This invention relates to liquid crystal displays (LCDs) and, more particularly, to interconnection and addressing schemes which reduce the number of external leads needed to operate an LCD.
Only a dozen years after their introduction, liquid crystal displays now comprise a $500 million market, establishing them as the most important multicharacter display technology after CRTs. World-wide LCD production is well over 200 million pieces annually, largely for consumer electronics applications such as digital wristwatches and credit-card calculators which would be impractical with any other type of display. While most LCDs today are used in such battery-powered portable devices, they are capturing new areas of application because of their improving information capacity, unique optical properties, and their low system cost which arises from batch fabrication and a good match to low-voltage integrated circuits.
The overwhelming majority of LCDs use twisted nematic (TN) liquid crystal (LC) materials which are sandwiched between opposing glass substrates. Segmented transparent electrodes are deposited on the substrates. In the absence of an applied field, the TN-LC molecules form a spiral between aligned surfaces. Polarized light follows the spiral and experiences a 90.degree. rotation. However, the application of only a few volts across the electrodes suffices to destroy the spiral in the region of the LC where the opposing electrodes overlap; i.e., the molecules line up like compass needles in a magnetic field so that the polarization of the light transmitted along the molecules is unaffected. The addition of polarizers and a reflector yields a device which can produce visible patterns by selectively modulating ambient white light. Thus, the LCD achieves high contrast over an acceptable field of view even in direct sunlight, with a power dissipation which is lower by several orders of magnitude than comparable displays which generate light themselves.
In a simple watch or instrument LCD, every individual display segment is connected to its own independent driver. No voltage is applied to unselected segments, while selected segments are turned on as hard as the supply voltage (typically 1.5-3 V) will allow. Because an unrestricted choice of drive voltage maximizes display performance, this simple direct-drive scheme is preferred whenever the number of display segments is not too large.
Direct addressing proves to be too expensive, however, for more complex displays. For example, at least two integrated circuits (ICs) would be needed for direct drive of the more than 64 character segments in the eight-digit calculator display. Matrix addressing provides a solution by allowing each drive line to control several segments. Connecting the segments of a calculator display into a matrix with three rows reduces the number of drive lines from 68 to 28, making possible an LCD calculator with only one IC. Today, most calculator displays are organized as matrices with three or four rows. The same matrix addressing technology is increasingly being used for digital displays in telephones, laboratory instruments and boating equipment. The fact that the display "segment" at each matrix intersection can have a complex shape is widely utilized in electronic games, with pictures ranging from Pac-man.TM. to Popeye.TM..

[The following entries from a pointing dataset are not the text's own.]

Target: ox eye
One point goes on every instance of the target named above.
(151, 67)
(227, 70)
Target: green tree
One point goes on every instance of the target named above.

Unfortunately, the substantial economies of the matrix connection are won only with some sacrifice in simplicity and performance. When many elements are interconnected on the same address line, it is not possible to drive one element arbitrarily hard without inadvertently affecting other elements. An attempt to address a single element by energizing a single row and column may result in "sneak" conduction paths through nominally off LC elements, thereby giving rise to crosstalk. However, the sneak paths can be limited by connecting every lead to a low-impedance voltage source, with none left floating.
Typically, rows are pulsed cyclically while the information to be displayed is multiplexed onto the columns by synchronously choosing the polarity of column voltages to add to or subtract from the corresponding row pulses. It follows that, unlike direct addressing, the unselected elements in a matrix see a non-zero voltage with rms value V.sub.off. In order for unselected elements to appear off, the LCD must have an electrooptic threshold higher than V.sub.off.
It turns out also that the rms voltage V.sub.on which is seen by a selected element is not independent of V.sub.off, rather it is proportional to V.sub.off. Thus, raising V.sub.on also increases V.sub.off so a given segment cannot be driven too hard without causing spurious turn-on of other segments connected to the same matrix lines. Successful multiplexed operation, therefore, requires that the LCD be turned on acceptably by voltages not too far above threshold. FIG. 1 shows schematically the kind of electrooptic characteristic needed for multiplexing. The attainable ratio of V.sub.on to V.sub.off decreases as the number of rows in the matrix increases, because the dwell time for driving any given row becomes a smaller fraction of the addressing period. Clearly, a steeper curve is needed for a matrix with more rows.
In addition, a matrix with more rows, hence more picture elements and higher resolution, means higher addressing cost largely because the number of leads that must be driven increases with the number of resolution elements. For M elements interconnected as a matrix at least 2M.sup.1/2 leads are required. Conversely, N leads can address a matrix which contains no more than 1/4N.sup.2 elements. This limit was recently exceeded by an interconnection scheme which permits N leads to control N(N-1) light emitting diodes (LEDs) through an addressing method based on three-state logic. See, K. Gillessen et al, Proceedings of SID, Vol. 22, p. 181 (1981). Both the reverse blocking characteristic and the sharp threshold for forward conduction of the LED are essential to this approach, so its extension to LCDs is not straightforward.